2. Notificado da reclamação deduzida, o Director-Geral dos Impostos respondeu (fls. 250 a 254):
'[...]
5º. Nos termos do nº 1 do artº 65º do CPT, as notificações que tenham por objecto actos ou decisões que acarretem a alteração da situação tributária do destinatário são obrigatoriamente feitas por carta registada com aviso de recepção.
6º. As demais notificações, bem como as que pretendam levar a conhecer actos de liquidações de impostos periódicos, devem, nos termos dos nºs 2 e 3 do mesmo artigo 65º, ser efectuadas por carta sob registo simples (sem aviso de recepção).
7º. A dicotomia de regimes assenta na essencialidade do acto que se pretende levar a conhecer, e na importância que o mesmo traduza para o destinatário (v.g. encargo que imponha; direito que reconheça),
8º. realidade que não é postergada pelo modo como na lei se determina a notificação de impostos periódicos pois que, quanto a estes, o contribuinte já espera a sua liquidação para pagamento.
9º. Sendo diferentes as formalidades do acto de notificação por razões que radicam na importância do acto que se pretende dar a conhecer, diversas são também as cominações da lei fiscal para a produção de efeitos.
10º. Assim, Nas notificações abrangidas pelos nºs 2 e 3 do artº 65º do CPT (registo simples sem aviso de recepção), o artº 66º do CPT determina uma presunção geral
(ilidível) no sentido que as mesmas se consideram efectuadas no 3º dia posterior ao do registo Ao passo que nas notificações abrangidas pelo nº 1 do artº 65º do CPT (registo com aviso de recepção), o artº 66º, nº 3 determina que a mesma só se considera perfeita na data em que o aviso de recepção for assinado pelo destinatário ou por pessoa que o possa fazer.
11º. Do que antecede resulta que a lei efectua uma clara distinção de regimes assentes, no primeiro caso, na presunção geral da sua verificação no 3º dia posterior ao do registo e, no segundo, na exigência expressa da assinatura do destinatário.
12º. Num e noutro estamos perante regimes absolutamente conformes à Constituição, sendo inúmeros os arestos dos tribunais superiores nesse sentido
[...]
[...]
16º. Um e outro regime, assentando no postulado essencial previsto na lei fundamental de que o exercício do direito de defesa há-de pressupor o conhecimento do acto afectador, diferem por razões absolutamente legitimas,
17º. a saber, as da que por um lado, a intensidade da afectação da espera jurídica do destinatário do acto não apresenta sempre o mesmo grau e, por outro, tratando-se de impostos periódicos, o contribuinte já aguarda a notificação, pois conhece a sua situação tributária.

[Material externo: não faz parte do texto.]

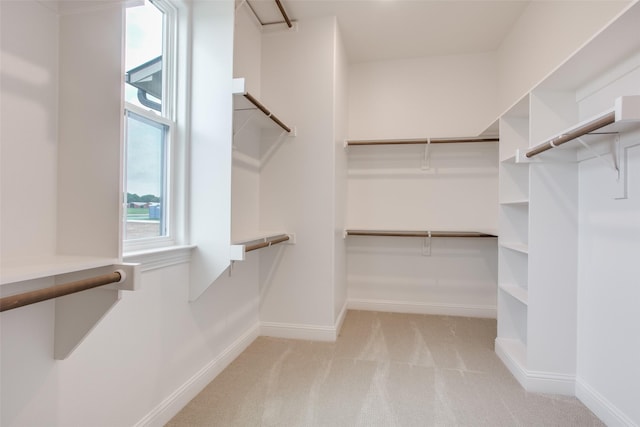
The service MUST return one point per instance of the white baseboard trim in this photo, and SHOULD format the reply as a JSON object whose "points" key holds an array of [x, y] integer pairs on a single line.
{"points": [[177, 400], [423, 308], [298, 331], [304, 332], [535, 381], [340, 319], [601, 406]]}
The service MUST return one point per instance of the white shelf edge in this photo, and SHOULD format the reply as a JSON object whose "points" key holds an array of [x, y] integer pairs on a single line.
{"points": [[515, 202], [30, 268], [238, 246], [515, 246], [627, 113], [516, 292], [510, 159], [260, 235]]}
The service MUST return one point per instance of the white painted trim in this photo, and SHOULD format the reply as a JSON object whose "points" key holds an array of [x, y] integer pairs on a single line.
{"points": [[153, 259], [536, 381], [177, 400], [340, 319], [464, 310], [298, 332], [601, 406]]}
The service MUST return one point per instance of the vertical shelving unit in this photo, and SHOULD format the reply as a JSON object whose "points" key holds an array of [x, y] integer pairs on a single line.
{"points": [[513, 256]]}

18º. Assim, sendo inequívoco que em matéria tributária a escolha do processo de notificação não é livre mas vinculado, é também certo que, quando ela haja de ser feita com aviso de recepção se tem entendido ser ilegítima a presunção da sua perfeição no terceiro dia posterior ao do registo.

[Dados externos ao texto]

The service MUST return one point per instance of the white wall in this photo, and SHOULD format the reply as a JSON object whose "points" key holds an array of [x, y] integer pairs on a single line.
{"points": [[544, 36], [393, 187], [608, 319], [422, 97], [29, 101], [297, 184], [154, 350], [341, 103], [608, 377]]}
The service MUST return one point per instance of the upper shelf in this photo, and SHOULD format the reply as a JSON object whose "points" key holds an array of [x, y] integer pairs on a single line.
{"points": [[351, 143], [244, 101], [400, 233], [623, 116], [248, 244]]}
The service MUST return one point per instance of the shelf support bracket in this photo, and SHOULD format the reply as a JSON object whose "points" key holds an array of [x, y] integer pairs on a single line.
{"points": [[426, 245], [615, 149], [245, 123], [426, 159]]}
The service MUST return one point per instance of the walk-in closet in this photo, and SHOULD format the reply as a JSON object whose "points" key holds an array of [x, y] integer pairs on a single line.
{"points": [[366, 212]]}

É pois constitucional o regime que ao tempo emergia dos preceitos supra referenciados, por se considerarem tutelados os valores legais e constitucionais que com o seu estabelecimento se procurou efectivar.'
Cumpre apreciar a reclamação.
II
3. Na decisão sumária reclamada decidiu-se não julgar inconstitucional a norma constante do artigo 254º, nº 3, do Código de Processo Civil (na redacção anterior ao Decreto-Lei nº 329-A/95, de 12 de Dezembro), conjugada com o preceituado no artigo 1º, nº 3, do Decreto-Lei nº 121/76, de 11 de Fevereiro, tendo em conta a jurisprudência anterior do Tribunal Constitucional sobre a norma em causa.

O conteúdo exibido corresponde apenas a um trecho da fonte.